Zadie Smith, amusing and penetrating, on the way we live now
The only fierce thing about award-winning British author Zadie Smith is her intelligence
There's something about interviewing Zadie Smith that brings to mind Little Red Riding Hood's reaction when she finds the wolf in bed dressed as her grandmother.
You know the line - "What big eyes you have!" And you know the wolf's response: "All the better to see you with, my dear."
Not that there's anything particularly fierce about the woman on the other end of the phone - nothing, that is, except her intelligence. Smith is so coolly observant, so amusing and penetrating, so adept at pinpointing things that the rest of us miss that it's not hard to feel a bit off balance while simultaneously being drawn closer.
That's apparent when Smith is chatting about tastes in interior design. ("A lot of American decor choices are quite incomprehensible to me. For instance, Americans seem to quite like curtains and cushion covers. There's some strange excess.")

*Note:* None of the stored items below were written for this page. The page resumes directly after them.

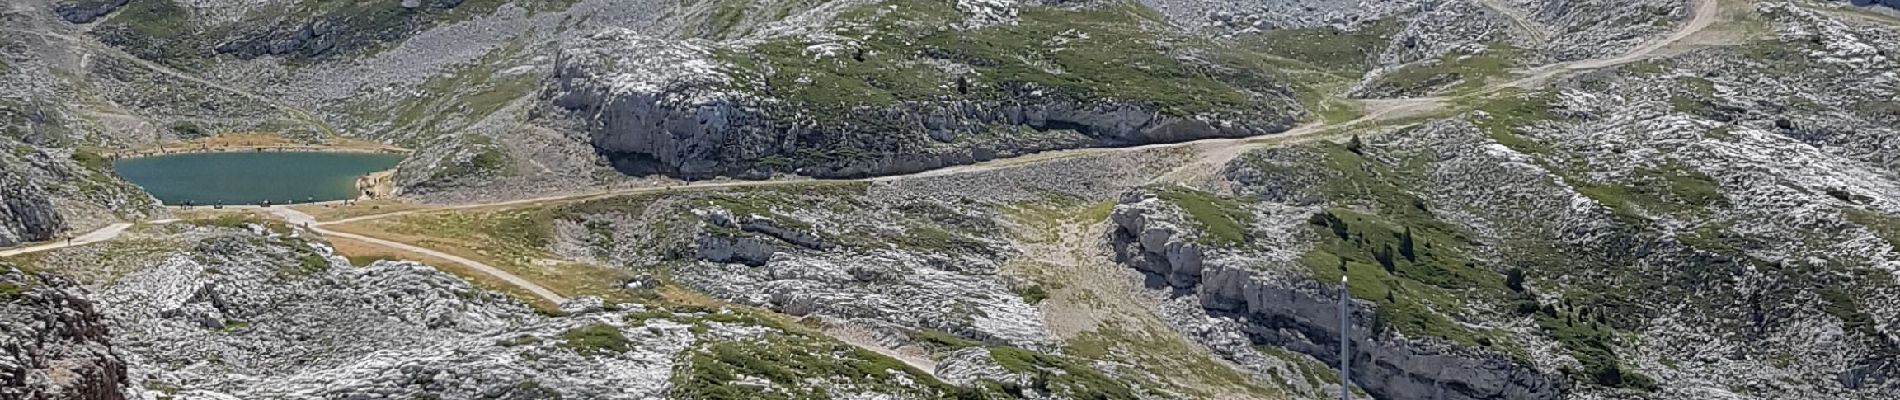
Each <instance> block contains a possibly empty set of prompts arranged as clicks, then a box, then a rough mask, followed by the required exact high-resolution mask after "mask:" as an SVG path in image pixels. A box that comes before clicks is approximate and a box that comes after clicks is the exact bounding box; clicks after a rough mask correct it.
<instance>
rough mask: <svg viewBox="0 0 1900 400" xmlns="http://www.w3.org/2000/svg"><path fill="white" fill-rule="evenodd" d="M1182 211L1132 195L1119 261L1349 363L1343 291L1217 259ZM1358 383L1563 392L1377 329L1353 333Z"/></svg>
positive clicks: (1112, 246) (1521, 372)
mask: <svg viewBox="0 0 1900 400" xmlns="http://www.w3.org/2000/svg"><path fill="white" fill-rule="evenodd" d="M1180 218H1182V214H1180V212H1178V210H1172V207H1169V205H1163V203H1161V201H1155V199H1151V197H1144V195H1127V197H1123V201H1121V205H1119V207H1115V212H1113V214H1112V220H1113V231H1112V233H1110V246H1112V248H1115V254H1117V262H1121V264H1127V265H1131V267H1136V269H1140V271H1142V273H1148V275H1151V277H1159V279H1155V281H1165V282H1167V286H1169V288H1172V290H1182V292H1191V294H1197V296H1199V298H1201V307H1203V309H1207V313H1208V315H1226V317H1235V318H1241V320H1245V322H1246V326H1245V330H1246V334H1248V336H1250V339H1252V341H1254V343H1264V345H1275V347H1284V349H1288V351H1296V353H1302V355H1309V356H1313V358H1319V360H1321V362H1326V364H1332V366H1338V364H1340V355H1338V349H1340V339H1341V332H1340V322H1338V320H1340V317H1338V305H1340V303H1338V301H1336V300H1334V298H1336V296H1338V292H1334V290H1336V288H1328V286H1326V284H1322V282H1315V281H1311V279H1284V277H1267V275H1260V273H1256V271H1252V269H1248V267H1246V265H1237V264H1235V262H1231V260H1220V258H1208V256H1207V254H1203V252H1205V250H1203V246H1201V245H1197V243H1195V233H1193V231H1191V229H1186V224H1182V220H1180ZM1372 315H1374V313H1372V309H1368V307H1366V305H1357V307H1355V311H1353V324H1355V326H1372ZM1347 337H1349V339H1351V341H1353V381H1355V383H1357V385H1359V387H1362V389H1364V391H1366V392H1370V394H1372V396H1376V398H1383V400H1425V398H1433V400H1503V398H1512V400H1522V398H1562V396H1564V391H1562V387H1560V385H1558V379H1560V377H1552V375H1547V373H1543V372H1537V370H1535V368H1530V366H1524V364H1518V362H1512V360H1511V358H1507V356H1501V355H1490V353H1476V351H1465V349H1457V347H1452V345H1444V343H1436V341H1417V339H1406V337H1397V336H1391V334H1376V332H1372V330H1353V332H1351V336H1347Z"/></svg>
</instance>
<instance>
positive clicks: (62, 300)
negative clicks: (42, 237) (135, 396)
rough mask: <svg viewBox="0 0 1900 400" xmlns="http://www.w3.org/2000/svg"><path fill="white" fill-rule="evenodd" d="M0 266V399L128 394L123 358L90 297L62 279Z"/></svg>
mask: <svg viewBox="0 0 1900 400" xmlns="http://www.w3.org/2000/svg"><path fill="white" fill-rule="evenodd" d="M0 267H4V269H0V398H34V400H123V398H131V396H127V392H125V385H129V381H127V377H125V360H123V358H122V356H120V353H116V351H114V347H112V334H110V328H108V324H110V322H108V320H106V317H104V315H101V313H99V311H97V309H95V305H93V301H89V300H85V296H84V294H82V290H80V288H78V286H74V284H72V282H68V281H65V279H59V277H46V275H36V273H25V271H21V269H17V267H13V265H6V264H0Z"/></svg>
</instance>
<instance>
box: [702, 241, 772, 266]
mask: <svg viewBox="0 0 1900 400" xmlns="http://www.w3.org/2000/svg"><path fill="white" fill-rule="evenodd" d="M693 250H695V256H697V258H699V260H707V262H724V264H745V265H752V267H758V265H766V262H771V254H775V252H779V246H775V245H771V243H766V239H760V237H726V235H699V239H697V241H693Z"/></svg>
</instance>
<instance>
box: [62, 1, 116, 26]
mask: <svg viewBox="0 0 1900 400" xmlns="http://www.w3.org/2000/svg"><path fill="white" fill-rule="evenodd" d="M125 2H127V0H70V2H59V4H55V6H53V11H55V13H59V17H61V19H66V23H91V21H97V19H99V17H104V15H106V13H112V11H118V8H123V6H125Z"/></svg>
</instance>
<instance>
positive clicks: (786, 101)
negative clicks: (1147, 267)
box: [543, 32, 1294, 178]
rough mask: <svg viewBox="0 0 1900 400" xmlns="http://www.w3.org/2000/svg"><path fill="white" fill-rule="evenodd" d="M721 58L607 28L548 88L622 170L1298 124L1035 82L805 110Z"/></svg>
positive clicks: (545, 93) (811, 173)
mask: <svg viewBox="0 0 1900 400" xmlns="http://www.w3.org/2000/svg"><path fill="white" fill-rule="evenodd" d="M720 64H722V63H720V61H716V59H714V57H712V49H709V47H705V45H695V44H692V42H665V40H650V38H640V36H637V34H631V32H604V34H597V36H595V38H591V40H587V42H581V44H576V45H570V47H566V49H562V53H561V59H559V61H557V66H555V80H553V85H551V87H549V91H547V93H543V97H545V99H547V100H551V102H553V104H555V106H557V108H561V110H564V114H568V116H574V118H578V119H580V121H581V125H583V129H585V131H587V133H589V140H591V144H593V146H595V150H597V152H599V154H602V155H604V157H606V159H608V161H612V163H614V165H616V169H619V171H621V173H627V174H669V176H678V178H712V176H741V178H762V176H769V174H775V173H790V174H806V176H819V178H861V176H880V174H904V173H918V171H929V169H940V167H950V165H967V163H978V161H986V159H997V157H1013V155H1022V154H1032V152H1047V150H1062V148H1085V146H1132V144H1153V142H1184V140H1197V138H1220V136H1252V135H1267V133H1279V131H1286V129H1288V127H1292V123H1294V118H1292V114H1290V112H1288V114H1284V116H1262V118H1220V119H1216V118H1207V119H1203V118H1178V116H1169V114H1165V112H1161V110H1159V108H1155V106H1150V104H1146V102H1115V100H1091V99H1077V97H1064V95H1049V93H1047V91H1049V89H1041V91H1037V89H1032V87H1018V89H1013V91H1011V93H1013V95H1009V97H1007V99H1005V100H988V99H986V100H965V99H942V100H910V102H889V104H859V106H807V104H798V102H794V100H783V99H760V97H752V95H741V93H733V91H728V89H726V87H730V85H731V82H730V78H726V76H724V72H722V68H720ZM631 66H640V68H644V70H631ZM648 66H659V68H648Z"/></svg>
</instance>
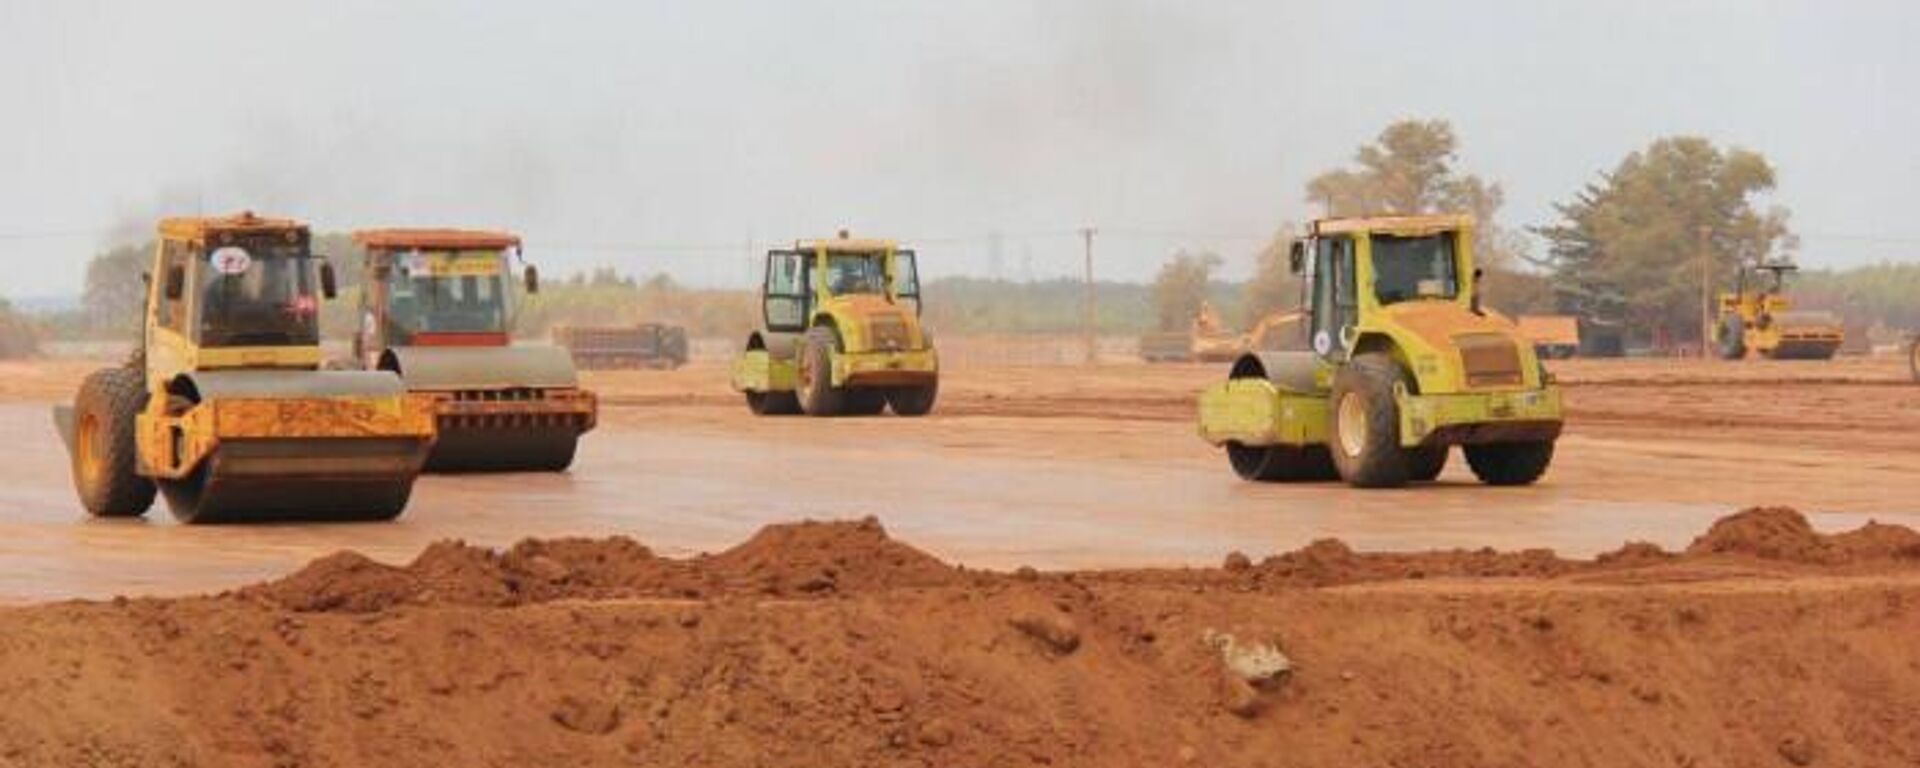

And it's apparent when Smith, 40, tackles intractable social ills. "The American idea of freedom is that you can become successful all by yourself, but that's not really true," she says. "I was made by institutions and other people, and it's important that these institutions remain as open as they can. The fact that a child can be doomed to a second-rate education because of where he is born is a horror to me. So is the notion that someone can buy himself a better education."